You are viewing a comment permalink. View the original post to see all comments and the full post content.
Comments (146)
So, I don't think this works all that well because of the difference between "what is the most effective plan to get me a cheeseburger?" and "make me a cheeseburger." It seems relatively easy to get planning software that terminates on a simple, non-extreme plan that makes you a cheeseburger, and relatively hard to get planning software that terminates on the most effective plan to get you a cheeseburger (while remaining non-extreme).
I think the most mainstream-acceptable approach is to start with a discussion of the principal-agent problem, and then discuss how "self-interest" can be generalized to deal with "limited information" or limited communication ability. Even in the case where an agent wants to be perfectly aligned with the principal, any difference between the agent's understanding of the principal's goals and the principal's understanding of those goals is problematic.
The value alignment problem, it seems to me, has two parts that actually might collapse to just one part: first, how do we communicate values in such a way that the principal can trust that the agent will do what the principal actually wants, second, how do we have a system of values and meta-values that remains stable under self-modification. (If later versions of an self-modifying system are the agent and the earlier versions are the principal, this might be a subset of the first problem; but it also might have features that require separate treatment.)
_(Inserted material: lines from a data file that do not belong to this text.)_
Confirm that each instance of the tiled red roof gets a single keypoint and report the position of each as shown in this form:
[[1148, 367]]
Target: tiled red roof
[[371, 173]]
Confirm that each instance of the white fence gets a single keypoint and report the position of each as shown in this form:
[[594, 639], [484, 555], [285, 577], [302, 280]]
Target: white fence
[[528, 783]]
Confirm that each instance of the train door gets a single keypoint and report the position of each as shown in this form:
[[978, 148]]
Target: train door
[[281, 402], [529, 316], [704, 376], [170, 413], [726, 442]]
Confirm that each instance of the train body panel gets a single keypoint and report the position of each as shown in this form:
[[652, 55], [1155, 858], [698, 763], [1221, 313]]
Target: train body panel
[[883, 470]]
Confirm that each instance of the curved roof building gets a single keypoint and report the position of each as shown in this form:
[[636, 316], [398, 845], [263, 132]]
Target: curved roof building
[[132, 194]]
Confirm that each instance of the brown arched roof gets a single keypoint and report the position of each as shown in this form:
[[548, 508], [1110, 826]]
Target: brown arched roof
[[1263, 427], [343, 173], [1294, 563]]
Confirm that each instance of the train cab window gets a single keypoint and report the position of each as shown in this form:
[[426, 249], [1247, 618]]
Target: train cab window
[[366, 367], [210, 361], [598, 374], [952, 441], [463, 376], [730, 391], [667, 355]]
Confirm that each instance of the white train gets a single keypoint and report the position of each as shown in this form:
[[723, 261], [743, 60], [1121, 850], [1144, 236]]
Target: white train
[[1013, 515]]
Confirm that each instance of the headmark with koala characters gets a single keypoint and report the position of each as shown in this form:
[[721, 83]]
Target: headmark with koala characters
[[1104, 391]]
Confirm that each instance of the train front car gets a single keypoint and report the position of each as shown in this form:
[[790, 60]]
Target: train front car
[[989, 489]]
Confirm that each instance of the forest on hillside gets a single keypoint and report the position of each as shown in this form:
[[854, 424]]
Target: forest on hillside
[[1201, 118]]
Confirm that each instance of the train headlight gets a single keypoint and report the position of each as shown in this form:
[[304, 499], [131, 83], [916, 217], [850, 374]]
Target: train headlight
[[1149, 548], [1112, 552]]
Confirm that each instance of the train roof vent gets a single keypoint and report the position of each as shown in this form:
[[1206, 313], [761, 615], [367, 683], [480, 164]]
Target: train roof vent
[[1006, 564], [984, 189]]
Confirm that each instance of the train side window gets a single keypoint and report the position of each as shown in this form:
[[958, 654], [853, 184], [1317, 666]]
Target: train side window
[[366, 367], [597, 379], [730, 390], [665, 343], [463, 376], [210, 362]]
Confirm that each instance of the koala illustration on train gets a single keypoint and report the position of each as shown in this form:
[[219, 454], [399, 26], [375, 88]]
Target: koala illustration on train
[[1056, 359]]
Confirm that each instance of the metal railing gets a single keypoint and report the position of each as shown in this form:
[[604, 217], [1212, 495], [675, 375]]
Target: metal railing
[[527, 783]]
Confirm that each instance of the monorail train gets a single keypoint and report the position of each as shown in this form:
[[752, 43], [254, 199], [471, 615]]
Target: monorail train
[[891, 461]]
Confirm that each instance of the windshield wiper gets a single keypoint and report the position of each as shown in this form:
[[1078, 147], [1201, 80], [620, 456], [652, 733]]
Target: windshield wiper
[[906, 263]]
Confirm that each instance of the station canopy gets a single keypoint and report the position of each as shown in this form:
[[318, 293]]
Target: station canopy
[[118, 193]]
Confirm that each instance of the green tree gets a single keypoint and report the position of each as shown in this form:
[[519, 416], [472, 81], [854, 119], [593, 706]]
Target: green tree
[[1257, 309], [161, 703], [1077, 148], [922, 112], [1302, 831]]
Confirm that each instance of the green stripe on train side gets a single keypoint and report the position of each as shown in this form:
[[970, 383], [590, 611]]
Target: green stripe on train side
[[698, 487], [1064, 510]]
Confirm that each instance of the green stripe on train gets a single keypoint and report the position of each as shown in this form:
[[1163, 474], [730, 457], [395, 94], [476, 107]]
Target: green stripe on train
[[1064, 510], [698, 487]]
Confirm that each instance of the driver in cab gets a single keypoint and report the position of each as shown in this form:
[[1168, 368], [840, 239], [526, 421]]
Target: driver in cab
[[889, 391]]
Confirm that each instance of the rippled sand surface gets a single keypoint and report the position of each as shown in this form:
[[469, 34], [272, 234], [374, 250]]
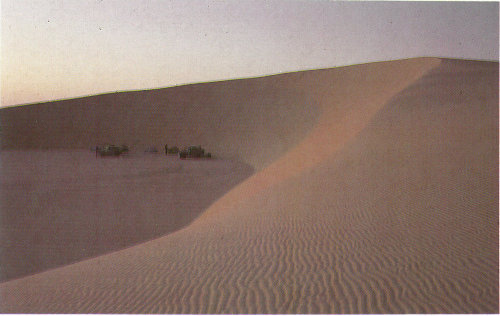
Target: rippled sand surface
[[387, 204]]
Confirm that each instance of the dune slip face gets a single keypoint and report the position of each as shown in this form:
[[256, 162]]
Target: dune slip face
[[384, 202]]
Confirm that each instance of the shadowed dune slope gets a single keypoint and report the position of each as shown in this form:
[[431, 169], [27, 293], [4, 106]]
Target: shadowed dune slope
[[255, 120], [394, 211]]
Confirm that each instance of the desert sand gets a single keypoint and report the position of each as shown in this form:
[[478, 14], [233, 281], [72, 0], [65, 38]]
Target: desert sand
[[375, 191]]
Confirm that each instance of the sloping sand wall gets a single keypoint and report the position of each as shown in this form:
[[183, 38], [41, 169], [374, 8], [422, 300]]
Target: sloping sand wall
[[399, 214]]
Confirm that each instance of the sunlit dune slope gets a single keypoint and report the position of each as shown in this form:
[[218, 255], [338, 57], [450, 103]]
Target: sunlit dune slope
[[388, 204], [255, 120]]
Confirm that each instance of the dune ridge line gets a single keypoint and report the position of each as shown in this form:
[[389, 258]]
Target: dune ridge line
[[385, 202]]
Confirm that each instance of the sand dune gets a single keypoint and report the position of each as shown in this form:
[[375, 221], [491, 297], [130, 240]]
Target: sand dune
[[384, 202]]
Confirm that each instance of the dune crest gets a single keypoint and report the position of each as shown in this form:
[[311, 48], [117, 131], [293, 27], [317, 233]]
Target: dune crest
[[396, 212], [356, 94]]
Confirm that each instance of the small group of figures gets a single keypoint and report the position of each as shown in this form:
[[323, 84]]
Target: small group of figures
[[189, 152]]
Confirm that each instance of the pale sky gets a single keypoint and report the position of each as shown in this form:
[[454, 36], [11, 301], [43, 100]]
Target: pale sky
[[56, 49]]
It's not clear to me that it helps to point out that it is Very Bad to get the problem wrong. This might be the sort of desperation that actually diminishes rather than increases interest in the problem.
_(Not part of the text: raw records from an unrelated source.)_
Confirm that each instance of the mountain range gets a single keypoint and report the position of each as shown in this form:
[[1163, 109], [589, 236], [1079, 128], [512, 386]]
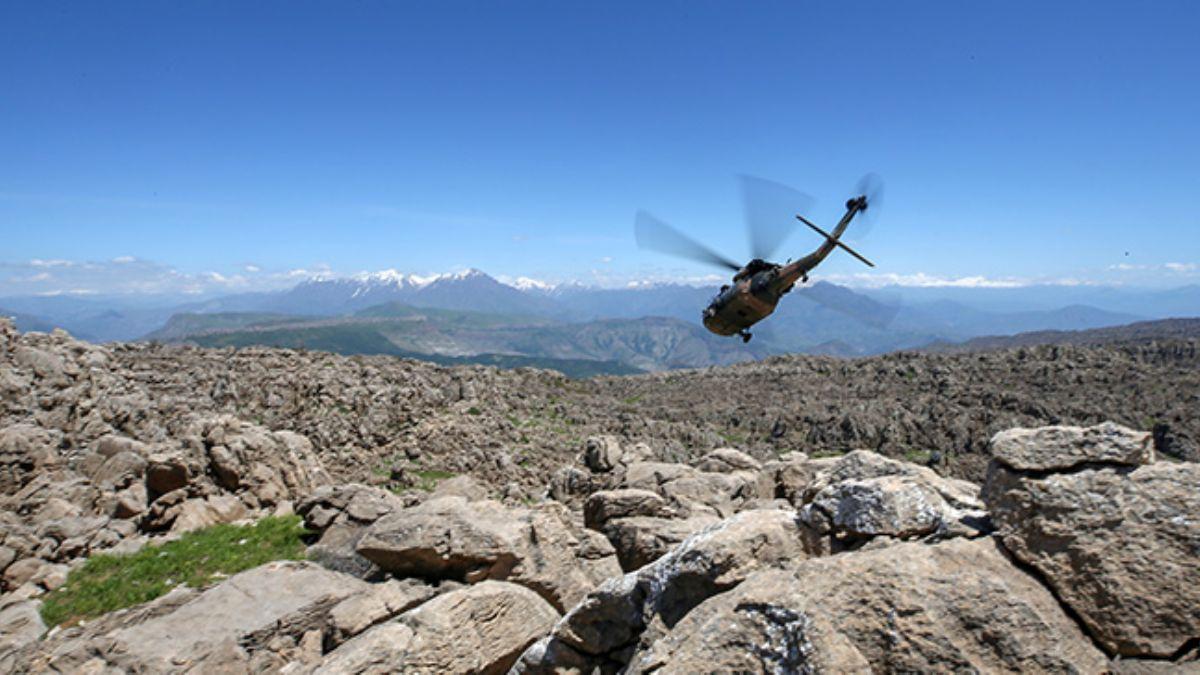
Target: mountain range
[[473, 317]]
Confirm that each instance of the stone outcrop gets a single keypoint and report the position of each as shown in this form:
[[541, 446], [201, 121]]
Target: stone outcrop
[[339, 515], [1119, 543], [862, 496], [448, 537], [480, 628], [1056, 448], [646, 603], [258, 620], [957, 605]]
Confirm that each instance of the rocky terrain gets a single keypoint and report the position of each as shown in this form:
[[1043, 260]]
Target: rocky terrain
[[1026, 509]]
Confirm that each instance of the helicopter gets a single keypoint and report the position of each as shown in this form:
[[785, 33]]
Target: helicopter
[[759, 285]]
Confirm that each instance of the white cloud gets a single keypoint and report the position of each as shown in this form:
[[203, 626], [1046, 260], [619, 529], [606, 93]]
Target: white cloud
[[129, 275]]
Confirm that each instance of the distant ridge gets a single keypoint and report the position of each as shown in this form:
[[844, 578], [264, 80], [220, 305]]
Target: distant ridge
[[1131, 333]]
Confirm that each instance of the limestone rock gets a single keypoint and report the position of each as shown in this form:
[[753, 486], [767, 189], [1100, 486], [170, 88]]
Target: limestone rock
[[601, 453], [481, 628], [340, 514], [197, 514], [1055, 448], [646, 603], [1119, 545], [445, 538], [453, 538], [609, 505], [21, 623], [891, 505], [725, 460], [642, 539], [463, 487], [234, 626], [912, 608], [274, 466]]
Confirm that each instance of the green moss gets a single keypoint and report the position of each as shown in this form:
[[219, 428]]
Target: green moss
[[107, 583], [429, 479]]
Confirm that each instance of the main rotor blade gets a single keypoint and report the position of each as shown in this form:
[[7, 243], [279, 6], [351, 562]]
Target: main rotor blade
[[769, 210], [834, 242], [652, 233]]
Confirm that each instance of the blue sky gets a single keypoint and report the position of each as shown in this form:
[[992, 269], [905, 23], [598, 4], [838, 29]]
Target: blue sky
[[1019, 141]]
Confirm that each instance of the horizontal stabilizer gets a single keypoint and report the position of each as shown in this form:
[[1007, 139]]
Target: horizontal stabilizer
[[835, 242]]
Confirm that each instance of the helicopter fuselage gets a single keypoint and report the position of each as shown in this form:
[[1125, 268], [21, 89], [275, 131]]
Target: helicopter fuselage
[[757, 287]]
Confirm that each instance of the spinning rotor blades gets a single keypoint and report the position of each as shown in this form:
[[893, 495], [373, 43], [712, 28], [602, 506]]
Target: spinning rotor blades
[[771, 211], [870, 186], [652, 233]]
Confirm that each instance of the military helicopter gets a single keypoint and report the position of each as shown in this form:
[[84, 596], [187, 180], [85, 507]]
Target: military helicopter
[[759, 285]]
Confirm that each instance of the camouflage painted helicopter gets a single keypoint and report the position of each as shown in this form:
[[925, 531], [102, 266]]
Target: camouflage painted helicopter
[[759, 285]]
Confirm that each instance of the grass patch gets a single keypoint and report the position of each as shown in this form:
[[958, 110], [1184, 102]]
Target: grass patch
[[107, 583]]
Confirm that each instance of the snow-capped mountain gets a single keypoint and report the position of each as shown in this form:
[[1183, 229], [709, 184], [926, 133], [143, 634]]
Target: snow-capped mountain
[[469, 290]]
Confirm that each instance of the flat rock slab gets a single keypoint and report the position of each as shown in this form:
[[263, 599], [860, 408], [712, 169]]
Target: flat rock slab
[[1120, 547], [911, 608], [480, 628], [1055, 448]]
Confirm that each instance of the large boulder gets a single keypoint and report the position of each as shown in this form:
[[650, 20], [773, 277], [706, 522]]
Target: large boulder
[[641, 605], [257, 620], [340, 515], [1117, 544], [21, 623], [911, 608], [268, 466], [481, 628], [25, 451], [641, 539], [601, 453], [1056, 448], [863, 495]]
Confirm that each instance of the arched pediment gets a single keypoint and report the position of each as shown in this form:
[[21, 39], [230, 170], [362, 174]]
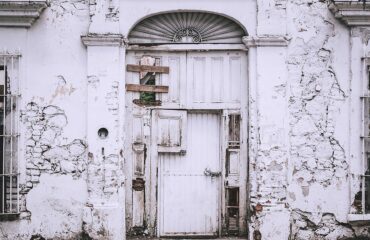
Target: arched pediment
[[186, 27]]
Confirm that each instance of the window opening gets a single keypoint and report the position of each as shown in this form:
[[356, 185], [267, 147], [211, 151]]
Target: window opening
[[234, 131], [232, 210], [149, 79], [9, 189]]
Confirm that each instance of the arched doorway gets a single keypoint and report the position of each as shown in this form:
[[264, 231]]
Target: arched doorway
[[186, 143]]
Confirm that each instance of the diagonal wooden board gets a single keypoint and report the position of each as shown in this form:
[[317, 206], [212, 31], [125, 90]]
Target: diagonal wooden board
[[146, 88], [147, 68]]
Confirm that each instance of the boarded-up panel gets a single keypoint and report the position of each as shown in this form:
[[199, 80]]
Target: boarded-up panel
[[189, 198], [147, 68], [138, 208], [171, 130], [217, 76], [199, 79], [235, 79]]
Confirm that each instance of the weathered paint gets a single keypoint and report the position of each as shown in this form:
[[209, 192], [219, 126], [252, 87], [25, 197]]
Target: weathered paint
[[303, 117]]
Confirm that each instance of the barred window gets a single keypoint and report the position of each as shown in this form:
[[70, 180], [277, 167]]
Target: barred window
[[9, 125]]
Yeah, I see now that the story doesn't work very well. It's unrealistic that an ad hoc AI designed for answering human questions would manage a coherent takeoff on the first try, without failing miserably due to some flaws in architecture or self-modeling. In all likelihood, making an AI take off without tripping over itself is a hard engineering problem that you can't solve by accident. That seems like a new argument against this particular kind of doomsday scenario. I need to think about it.
If it terminates as soon as it hits a plan that achieves the goal, and the possible actions are ordered in terms of how extreme they are, then increasing the available resources can't cause trouble, but increasing the available options can (because your ordering might go from correct to incorrect).
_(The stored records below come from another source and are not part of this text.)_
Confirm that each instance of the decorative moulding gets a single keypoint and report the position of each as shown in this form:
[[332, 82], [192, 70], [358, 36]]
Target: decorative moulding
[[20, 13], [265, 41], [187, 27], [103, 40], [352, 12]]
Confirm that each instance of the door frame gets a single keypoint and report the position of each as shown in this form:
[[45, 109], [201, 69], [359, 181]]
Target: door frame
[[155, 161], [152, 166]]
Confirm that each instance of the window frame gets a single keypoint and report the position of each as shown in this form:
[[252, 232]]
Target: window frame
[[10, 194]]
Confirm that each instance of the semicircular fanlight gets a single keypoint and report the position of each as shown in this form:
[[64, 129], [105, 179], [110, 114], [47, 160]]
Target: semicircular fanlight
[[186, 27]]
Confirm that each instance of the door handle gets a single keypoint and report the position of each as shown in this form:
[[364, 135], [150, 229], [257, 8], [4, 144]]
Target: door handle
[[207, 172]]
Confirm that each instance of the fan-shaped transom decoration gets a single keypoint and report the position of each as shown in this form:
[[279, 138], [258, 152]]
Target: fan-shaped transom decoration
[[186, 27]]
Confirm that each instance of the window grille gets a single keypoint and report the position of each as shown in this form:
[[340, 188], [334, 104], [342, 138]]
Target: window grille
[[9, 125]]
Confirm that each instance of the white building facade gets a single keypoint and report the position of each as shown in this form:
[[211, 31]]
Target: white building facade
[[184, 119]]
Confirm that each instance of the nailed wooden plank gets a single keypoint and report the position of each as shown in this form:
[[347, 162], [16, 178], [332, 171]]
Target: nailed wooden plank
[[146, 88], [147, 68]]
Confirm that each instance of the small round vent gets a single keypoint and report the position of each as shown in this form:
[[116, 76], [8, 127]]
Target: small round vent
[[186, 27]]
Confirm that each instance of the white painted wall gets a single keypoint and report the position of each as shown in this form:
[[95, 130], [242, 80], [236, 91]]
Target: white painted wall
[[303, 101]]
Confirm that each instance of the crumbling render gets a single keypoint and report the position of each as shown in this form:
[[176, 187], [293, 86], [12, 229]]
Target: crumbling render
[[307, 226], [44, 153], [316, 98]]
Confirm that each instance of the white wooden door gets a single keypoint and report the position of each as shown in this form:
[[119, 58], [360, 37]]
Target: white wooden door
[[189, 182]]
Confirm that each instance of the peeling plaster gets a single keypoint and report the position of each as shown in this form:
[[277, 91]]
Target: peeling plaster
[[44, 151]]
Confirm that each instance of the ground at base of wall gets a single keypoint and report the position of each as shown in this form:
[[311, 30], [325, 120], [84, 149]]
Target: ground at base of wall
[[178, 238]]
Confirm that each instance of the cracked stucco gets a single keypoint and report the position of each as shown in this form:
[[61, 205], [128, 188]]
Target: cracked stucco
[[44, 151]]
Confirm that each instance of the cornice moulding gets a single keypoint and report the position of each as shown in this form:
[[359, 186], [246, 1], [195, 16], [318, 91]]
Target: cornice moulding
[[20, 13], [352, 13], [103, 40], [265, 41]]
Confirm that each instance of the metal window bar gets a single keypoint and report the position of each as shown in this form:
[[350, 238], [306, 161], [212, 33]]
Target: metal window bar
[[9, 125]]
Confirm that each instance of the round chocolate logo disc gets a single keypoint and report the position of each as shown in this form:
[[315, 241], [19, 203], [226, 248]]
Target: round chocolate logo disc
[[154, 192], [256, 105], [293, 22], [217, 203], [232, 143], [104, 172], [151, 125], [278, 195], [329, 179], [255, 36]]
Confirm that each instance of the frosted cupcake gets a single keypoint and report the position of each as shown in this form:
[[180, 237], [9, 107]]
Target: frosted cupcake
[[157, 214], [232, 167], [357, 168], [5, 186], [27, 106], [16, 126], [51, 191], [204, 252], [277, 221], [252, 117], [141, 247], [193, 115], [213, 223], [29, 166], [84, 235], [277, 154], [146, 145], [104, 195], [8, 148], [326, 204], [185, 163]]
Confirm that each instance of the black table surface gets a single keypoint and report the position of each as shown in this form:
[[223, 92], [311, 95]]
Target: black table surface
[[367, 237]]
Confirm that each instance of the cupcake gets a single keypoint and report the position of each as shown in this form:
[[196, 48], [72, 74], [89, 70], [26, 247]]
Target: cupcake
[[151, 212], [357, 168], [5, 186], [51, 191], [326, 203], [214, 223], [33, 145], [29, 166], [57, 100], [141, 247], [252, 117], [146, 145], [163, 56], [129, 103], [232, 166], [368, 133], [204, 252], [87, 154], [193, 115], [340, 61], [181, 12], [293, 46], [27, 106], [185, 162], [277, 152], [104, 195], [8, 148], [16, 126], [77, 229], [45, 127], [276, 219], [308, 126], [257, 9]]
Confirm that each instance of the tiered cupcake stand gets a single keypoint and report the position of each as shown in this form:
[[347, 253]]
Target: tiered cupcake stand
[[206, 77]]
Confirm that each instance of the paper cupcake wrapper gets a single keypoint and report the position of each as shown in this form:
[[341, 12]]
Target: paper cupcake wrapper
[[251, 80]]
In general optimization terms, this is the difference between local optimum solutions and global optimum solutions. If you have a reasonable starting point and use gradient descent, to end up at a reasonable ending point you only need the local solution space to be reasonable because the total distance you'll travel is likely to be short (relative to the solution space and dependent on its topology, of course). If you have a global optimum solution, you need the entire solution space to be reasonable.
I've since edited the previous comment to agree with you in principle, but I think this particular objection doesn't really work.
Let's say Lawrence asks the AI to get him a cheeseburger with probability at least 90%. The AI can't use its usual plan because the local burger place is closed. It picks the next simplest plan, which involves using a couple more computers for additional planning and doesn't specify any further details. These computers receive the subgoal "maximize the probability no matter what", because it's slightly simpler mathematically than capping it at 90%, and doesn't have any downside from the POV of the original goal.
If you want the AI to avoid such plans, it needs to have a concept of "non-extreme" that agrees with our intuitions more reliably. As far as I understand, that's pretty much the friendly AI problem.
I think it's simpler, but not by much. Instead of knowing both the value and cost of everything, you just need to know the cost of everything. (The 'actual' cost, that is, not the full economic cost, which by including opportunity cost includes the value problem.) You could probably get away with an approximation of the cost, though a guarantee like "at least as high as the actual cost" is probably helpful.
So if Lawrence says "I'll pay up to $10 for a hamburger," either it can find a plan that provides Lawrence a hamburger for less than $10 (gross cost, not net cost), or it says "sorry, can't find anything at that price range."
I think there's a huge amount of work to get there--you have to have an idea of 'gross cost' that matches up well enough with our intuitions, which is an intuition-encoding problem and thus hard. (If it tweets at the local burger company to get a coupon for a free burger, what's the cost?)